Takács Quartet [Edward Dusinberre & Károly Schranz (violins), Geraldine Walther (viola) & András Fejér (cello)]

Stephen Hough (piano)


Reviewed by: Colin Anderson

Reviewed: 18 May, 2007
Venue: Southbank Centre, London – Queen Elizabeth Hall

Associate Artists of the Southbank Centre, the Takács Quartet here paired two composers who admired and corresponded with each other and also included one of Shostakovich’s most compact string quartets.

The foursome that make up the Takács Quartet are in many ways the epitome of chamber-music-making; each musician is a personality, each takes responsibility and there is an obvious rapport between them. Of Dvořák’s numerous string quartets, the only one that has really made an impression in popular terms is the so-called ‘American’ (written during his extended sojourn to New York in the mid-1890s, a period of work that also included the writing of the ‘New World’ Symphony). Whether it is his finest string quartet is a moot point. It is an attractive work, to be sure, full of tunes and bonhomie and crafted with the composer’s characteristic openness and acumen. This performance by the Takács Quartet took a while to settle in terms of intonation and the placing of detail; thus the excising of the exposition repeat meant that the performance only became fully focussed with the development section, which was given with increased intensity. The slow movement, the most soulful of the four and played here from the heart, rather overshadowed the opening one; the Scherzo seemed rather repetitive, but the finale was rhythmically incisive and melded judiciously the music’s ingredients of joyful melody and high spirits.

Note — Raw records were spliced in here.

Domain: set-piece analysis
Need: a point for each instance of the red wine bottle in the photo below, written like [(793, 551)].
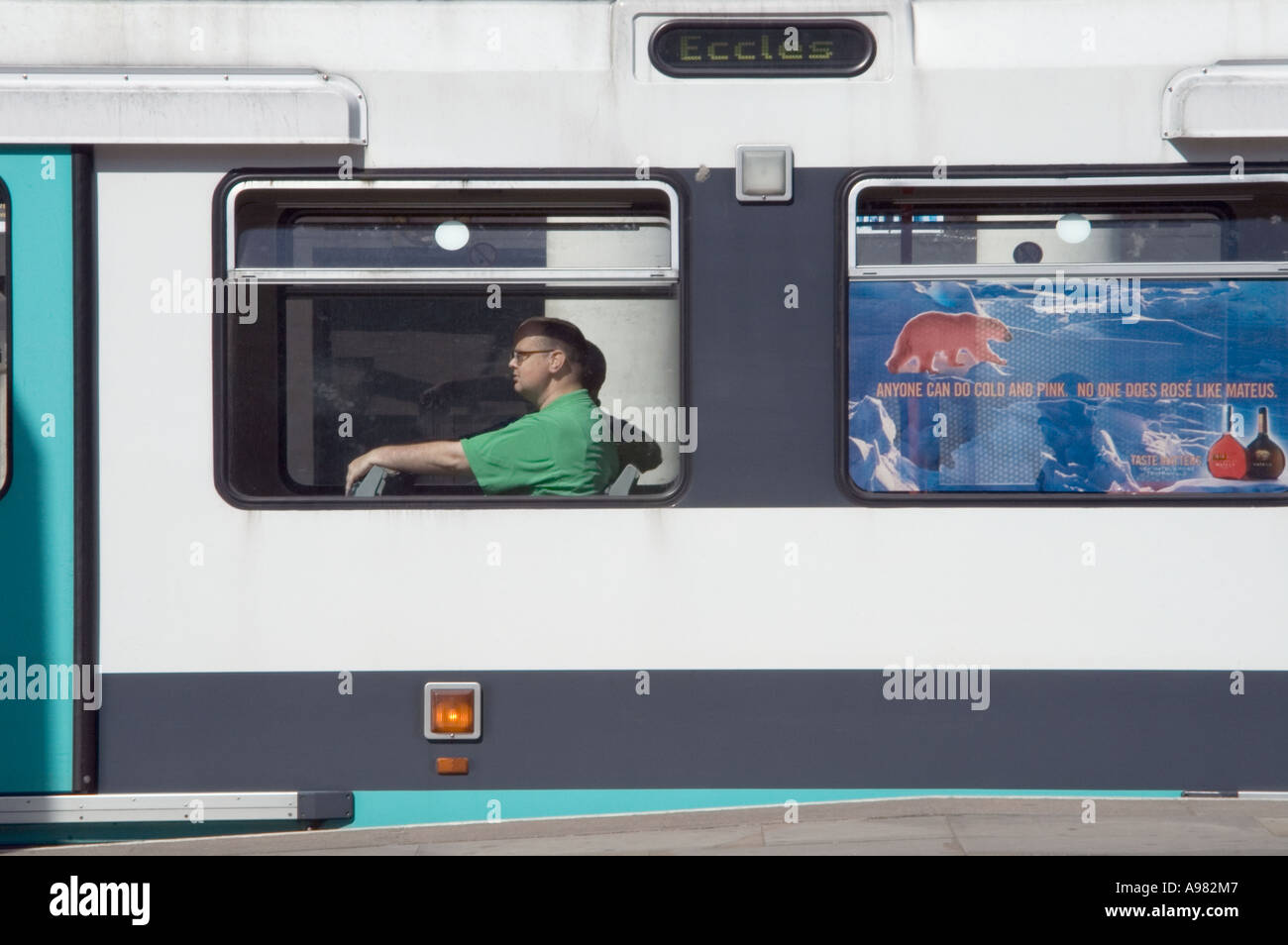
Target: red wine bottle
[(1227, 459), (1265, 458)]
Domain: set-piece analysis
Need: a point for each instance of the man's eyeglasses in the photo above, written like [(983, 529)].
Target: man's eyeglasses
[(516, 356)]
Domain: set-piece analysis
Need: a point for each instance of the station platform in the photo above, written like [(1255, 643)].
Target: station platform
[(922, 825)]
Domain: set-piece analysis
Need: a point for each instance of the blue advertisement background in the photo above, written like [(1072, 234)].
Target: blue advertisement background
[(1154, 332)]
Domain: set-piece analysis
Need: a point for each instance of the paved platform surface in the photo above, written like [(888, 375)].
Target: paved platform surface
[(936, 827)]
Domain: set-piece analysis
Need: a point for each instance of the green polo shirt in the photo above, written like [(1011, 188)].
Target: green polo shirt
[(545, 454)]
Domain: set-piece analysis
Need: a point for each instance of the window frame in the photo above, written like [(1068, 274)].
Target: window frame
[(1019, 179), (567, 179)]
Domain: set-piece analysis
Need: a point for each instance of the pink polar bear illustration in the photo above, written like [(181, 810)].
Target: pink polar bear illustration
[(925, 335)]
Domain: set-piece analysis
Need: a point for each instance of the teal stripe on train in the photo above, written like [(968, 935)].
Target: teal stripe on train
[(397, 807), (37, 512)]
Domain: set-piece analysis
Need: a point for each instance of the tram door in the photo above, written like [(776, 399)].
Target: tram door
[(38, 483)]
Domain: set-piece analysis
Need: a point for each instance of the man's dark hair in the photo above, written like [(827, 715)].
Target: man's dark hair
[(593, 370), (566, 335)]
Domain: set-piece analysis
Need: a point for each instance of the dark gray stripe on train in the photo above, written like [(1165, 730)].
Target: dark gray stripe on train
[(696, 729), (763, 374)]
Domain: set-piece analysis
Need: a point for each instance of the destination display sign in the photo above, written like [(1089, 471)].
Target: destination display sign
[(703, 50)]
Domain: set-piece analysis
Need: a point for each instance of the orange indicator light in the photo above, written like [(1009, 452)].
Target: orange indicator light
[(451, 711)]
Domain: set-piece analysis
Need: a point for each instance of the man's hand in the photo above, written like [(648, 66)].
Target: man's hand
[(360, 468), (438, 458)]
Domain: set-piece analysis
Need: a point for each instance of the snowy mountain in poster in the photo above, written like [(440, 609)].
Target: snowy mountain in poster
[(995, 432)]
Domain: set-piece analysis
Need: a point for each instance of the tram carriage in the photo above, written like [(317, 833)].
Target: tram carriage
[(982, 312)]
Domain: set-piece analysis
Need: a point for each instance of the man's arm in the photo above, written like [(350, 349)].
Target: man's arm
[(419, 459)]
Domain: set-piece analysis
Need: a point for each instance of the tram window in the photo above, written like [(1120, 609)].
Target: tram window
[(381, 327), (1068, 226), (4, 347), (1153, 366)]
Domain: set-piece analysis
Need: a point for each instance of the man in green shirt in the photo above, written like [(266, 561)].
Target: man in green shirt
[(550, 452)]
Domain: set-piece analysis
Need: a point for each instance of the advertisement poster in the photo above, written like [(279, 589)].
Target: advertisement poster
[(1064, 383)]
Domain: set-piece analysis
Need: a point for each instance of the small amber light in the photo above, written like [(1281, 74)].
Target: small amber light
[(451, 711)]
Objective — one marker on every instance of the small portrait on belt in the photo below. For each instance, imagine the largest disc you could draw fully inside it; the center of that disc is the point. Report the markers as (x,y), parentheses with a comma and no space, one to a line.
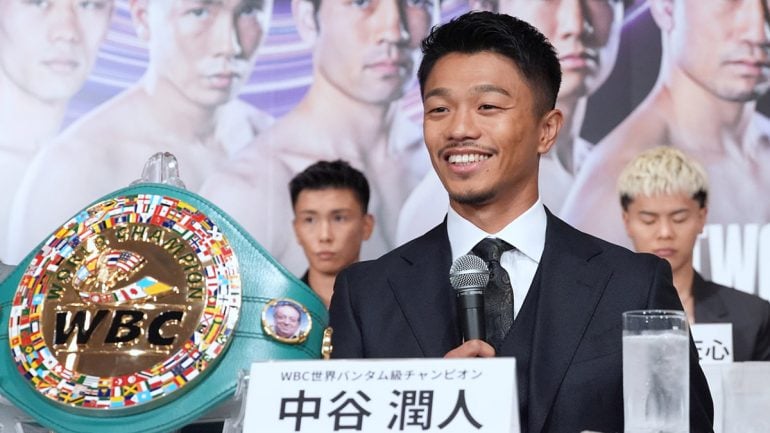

In complete contrast is Shostakovich’s concise – seven linked movements playing for 15 minutes or so – and ambiguous String Quartet No.11, composed in 1966 and dedicated to Vasily Shirinsky, the second violinist of the Beethoven Quartet, who had died the year before. The ambiguity, as so often with this composer, is that it is all too easy to hear secret codes, ciphers and other extra-musical ‘meanings’ to the introspective passages, tormented outbursts and ‘automatic’ rhythms. Without underplaying the music’s laconic and quizzical leanings, the Takács Quartet gave a less subjective reading than might have been the case and which was to the work’s advantage in that a musical process was apparent, satisfying on its own terms, and left ‘open’ any notions as to what this score might be ‘about’.

Brahms’s magisterial Piano Quintet completed the concert. For all that the lid of the piano was fully up, Stephen Hough assumed no undue domination and brought a light but characterful touch and natural phrase to bear. Such integration was a notable feature of a performance that was maybe too direct and flowing. The fieriness of the first movement (repeat taken) compelled attention as did the transparency of the textures (this was not Brahms portrayed as a ‘heavyweight’). The Andante lived up to its billing but the musicians overlooked the ‘un poco adagio’ qualification; its lullaby-like opening worked well but became too impetuous later, just as the scherzo was rather rigid, and the trio, while well integrated in terms of tempo, lacked rapture. The scherzo seemed to return all too soon.

The searching opening to the finale, recalling Beethoven’s ‘late’ string quartets, brought the most considered playing from the Takács. The contrasts of this and the Allegro were well made and the coda signalled a fine victory, one that would have made more impact if tensions earlier had been more concentrated and tempos more pliable. No doubting the teamwork of the five participants though.